米国際政治学者。1994年米スタンフォード大学で博士号を取得。25歳で同大学フーバー研究所の史上最年少研究員に。98年にシンクタンク、ユーラシア・グループを設立し、政府系機関や金融機関、多国籍企業など約300の顧客を抱える。(写真=Mayumi Nashida)
英国のEU離脱をどう位置付けていますか。
イアン・ブレマー氏(以下、ブレマー):私がシンクタンクを設立した1998年以来で最大の地政学リスクだと考えている。戦後、世界は米国1極の『G1』から、先進国の『G7』、中国やインドを交えた『G20』体制へと極を分散させてきた。そして今や世界に圧倒的なリーダーが存在しない『Gゼロ』の時代に入った。英国のEU離脱はその象徴的な出来事だ。
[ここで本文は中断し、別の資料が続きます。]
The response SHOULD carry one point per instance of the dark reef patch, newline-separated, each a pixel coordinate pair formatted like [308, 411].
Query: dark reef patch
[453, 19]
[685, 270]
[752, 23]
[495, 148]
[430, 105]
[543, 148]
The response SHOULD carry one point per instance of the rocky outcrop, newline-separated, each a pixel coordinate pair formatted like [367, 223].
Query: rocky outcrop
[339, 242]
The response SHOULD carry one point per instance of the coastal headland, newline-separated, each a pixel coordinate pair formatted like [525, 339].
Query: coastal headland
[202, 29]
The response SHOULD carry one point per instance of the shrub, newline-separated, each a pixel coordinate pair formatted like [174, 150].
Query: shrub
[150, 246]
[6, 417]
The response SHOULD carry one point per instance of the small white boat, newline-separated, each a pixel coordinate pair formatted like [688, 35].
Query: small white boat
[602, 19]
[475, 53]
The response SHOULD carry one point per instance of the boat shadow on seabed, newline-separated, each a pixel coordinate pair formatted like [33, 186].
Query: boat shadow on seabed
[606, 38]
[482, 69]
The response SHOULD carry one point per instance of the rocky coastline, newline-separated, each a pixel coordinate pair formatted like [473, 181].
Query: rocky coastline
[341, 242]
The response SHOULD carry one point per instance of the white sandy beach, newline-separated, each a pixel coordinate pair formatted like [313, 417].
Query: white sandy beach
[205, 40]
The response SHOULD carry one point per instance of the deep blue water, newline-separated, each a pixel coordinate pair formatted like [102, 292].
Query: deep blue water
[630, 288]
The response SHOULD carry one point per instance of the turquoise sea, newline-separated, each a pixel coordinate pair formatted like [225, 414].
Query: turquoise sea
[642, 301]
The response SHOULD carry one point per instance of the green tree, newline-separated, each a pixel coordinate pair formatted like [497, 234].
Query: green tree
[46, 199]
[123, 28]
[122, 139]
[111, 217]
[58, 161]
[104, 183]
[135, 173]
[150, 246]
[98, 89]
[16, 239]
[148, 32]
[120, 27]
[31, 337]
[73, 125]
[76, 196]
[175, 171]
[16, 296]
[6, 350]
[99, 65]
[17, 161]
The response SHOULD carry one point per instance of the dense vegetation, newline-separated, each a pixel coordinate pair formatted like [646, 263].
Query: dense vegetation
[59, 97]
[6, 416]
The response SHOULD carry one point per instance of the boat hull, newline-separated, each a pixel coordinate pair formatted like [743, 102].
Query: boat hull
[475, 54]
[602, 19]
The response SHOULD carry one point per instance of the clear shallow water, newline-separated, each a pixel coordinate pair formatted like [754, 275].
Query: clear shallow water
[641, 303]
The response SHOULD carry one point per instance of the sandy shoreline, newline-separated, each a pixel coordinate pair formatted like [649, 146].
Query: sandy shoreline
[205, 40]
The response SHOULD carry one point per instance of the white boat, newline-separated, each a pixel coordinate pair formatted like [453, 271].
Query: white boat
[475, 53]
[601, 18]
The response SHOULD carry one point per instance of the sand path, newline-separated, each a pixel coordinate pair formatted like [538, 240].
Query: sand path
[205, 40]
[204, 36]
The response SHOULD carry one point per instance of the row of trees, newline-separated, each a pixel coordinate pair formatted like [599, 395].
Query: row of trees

2001年に米同時多発テロが起きた当時、米国はまだ世界への影響力があり、リーダーシップを発揮してテロ対策を先導した。2008年の金融危機時も、力は弱まりつつあったが、米国を中心に国際的に連携し、金融・財政の両面で対策を打った。
今回は事態を収束する国が見当たらないどころか、英国に続こうとする勢力が増えている。金融市場や世界経済のマイナス要因だけと考えず、欧州全体が長期間にわたって脆弱な状態に陥る、地政学リスクとして捉えるべきだ。すぐに効き目の出るような対策は存在しないため、この先5年、10年はかかる息の長い対応が求められることになる。
欧州は解体の道へ向かっているということでしょうか。
ブレマー:残念ながら国家を超えて共通の価値観でまとまるという実験は失敗に向かっている。今や大欧州の崇高な理念は風前のともしびであり、もう元には戻らないだろう。
一方で、経済面での結びつきが弱まることはない。EUの単一市場はなくならないだろうし、経済統合プロセスは今後も続くだろう。
EUは拡大を急ぐあまり、ロシアやトルコに拙速に近づきすぎた。EUと彼らでは政治理念や経済価値が違いすぎる。そのひずみが、中東から大量に押し寄せる難民問題や、欧州各国で頻発するテロとなってEUを混乱させた。